Beau oui, cela va sans dire, mais aussi dérangeant. Nafanaël est si blanc qu'on le croirait poudré à outrance, ou tout juste sortit d'une tombe, la seule couleur venant égayer son visage, et son corps en générale, étant le violet de ses prunelles et de ses lèvres. C'est si peu, qu'il semble incongru de l'avoir doté de ces moindres teintes, plutôt que de lui laisser une pâleur intégrale, fantomatique. Ce contraste violent et inepte le rend d'une certaine manière plus étrange encore, bien qu'il soit doux somme toute.
Du reste, rien n'est certain. Parfois, la chimère se couvre de plumes éphémères qui tombent comme des larmes de ses joues. D'autres, c'est d'un poil de chaton qui s'évanouit au moindre frôlement... Et, à l'occasion de ses tours, de tout.
Quand vient le temps des bouffonneries, son corps se fait une chose incertaine et mouvante. Une queue peut surgir pour rattraper des balles folâtres, des ailes claquer soudain dans l'air pour mieux disparaître l'instant d'après ; un bec se saisit de quelque objet voltigeur, des pattes d'oiseaux se juchent au milieu des plats, et un visage halluciné vous guettant de ses pupilles fendus, se met à vous coasser à la figure pour votre peine et le plaisir des autres. Il n'y a qu'à ces occasions là, que Nafanaël démontre sa nature véritable de chimère. Le reste du temps, ce n'est qu'un homme mortellement pâle et grêle, presque étique, qui semble danser plutôt que marcher... Néanmoins, touchez sa peau, et c'est un fin duvet soyeux qui glissera sous vos doigts.

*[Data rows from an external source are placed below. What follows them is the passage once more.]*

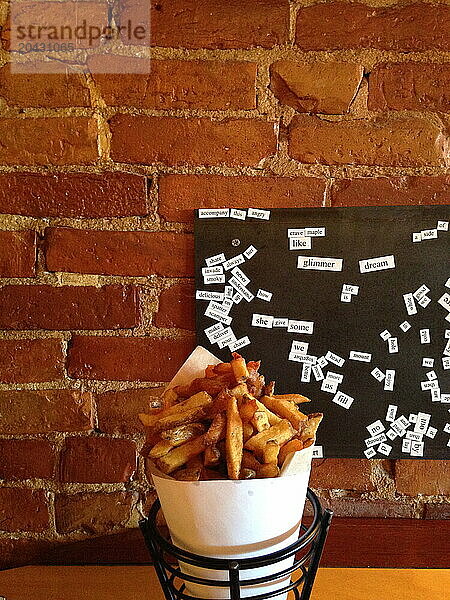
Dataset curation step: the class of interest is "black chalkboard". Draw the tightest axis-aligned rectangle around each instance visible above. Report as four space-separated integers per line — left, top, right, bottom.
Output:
195 206 450 458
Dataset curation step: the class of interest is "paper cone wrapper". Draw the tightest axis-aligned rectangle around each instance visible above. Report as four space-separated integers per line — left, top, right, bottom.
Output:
150 347 313 599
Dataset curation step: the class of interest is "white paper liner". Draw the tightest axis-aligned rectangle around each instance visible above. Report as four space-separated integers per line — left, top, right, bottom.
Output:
149 346 313 599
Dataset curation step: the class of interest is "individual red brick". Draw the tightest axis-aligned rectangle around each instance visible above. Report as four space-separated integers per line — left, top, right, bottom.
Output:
159 175 325 222
88 54 256 110
270 60 364 115
154 283 195 330
0 285 139 330
296 2 450 52
97 388 163 435
368 63 450 112
0 1 109 50
310 458 375 491
0 173 148 218
0 231 36 277
60 437 136 483
122 0 289 48
331 175 450 206
312 498 416 519
0 338 64 383
68 335 194 381
395 459 450 496
0 440 55 480
55 492 133 535
0 117 98 166
0 536 53 568
289 115 447 167
45 227 194 277
110 114 276 167
0 390 93 435
0 61 90 108
0 487 49 532
424 502 450 519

Car au fond, Nafanaël est incertain en toute choses, et chaque rencontre faîte avec lui, sera placée sous le sceau de la singularité : de nouvelles surprises desquelles s'intriguer, la chimère en a moult...
COMPORTEMENT
Ambitions Vivre confortablement, être libre de se rendre où bon lui semble. Peut être trouver une famille un jour, mais Nafanaël n'arrive pas à se poser, et seul un être semblable à lui l'attirerait... Autant dire que depuis les quelques trente cinq ans qu'il erre dans le royaume, il n'a trouvé personne, et à raison.
Il se plaît également à relever des défis, et son ambition à se rapprocher des puissants le pousse à virevolter d'une Maison à une autre. Il aimerait connaître chacune d'elle, et être le bouffon de tout les comtes. Son plus grand plaisir serait d'avoir officié chez chacun d'eux ; mais sans jamais s'être donné tout entier à aucun.
FACE A UN DANGER Tout dépend du danger en question. Si ce n'est pas la violence pure et dure qu'on lui oppose, Nafanaël trouvera ses aises à résister, à manipuler les gens autour de lui et à se battre avec son esprit. Face à un danger de cet ordre, il fait appel à ses finesses innées et déploie tout ses charmes pour vaincre son adversaire.
Mais face aux poings et aux lames, il ne peut rien. Alors,la chimère s'enfuit, et avec un art certain ; c'est là sa capacité première. Personne ne peut rattraper Nafanaël quand il fuit. Comme un chat, une colombe, un corbeau... Prenez garde, tout de même : le félin en lui a la rancune tenace. Si c'est en son pouvoir, ou si il y tient vraiment, Nafanaël se vengera de vous.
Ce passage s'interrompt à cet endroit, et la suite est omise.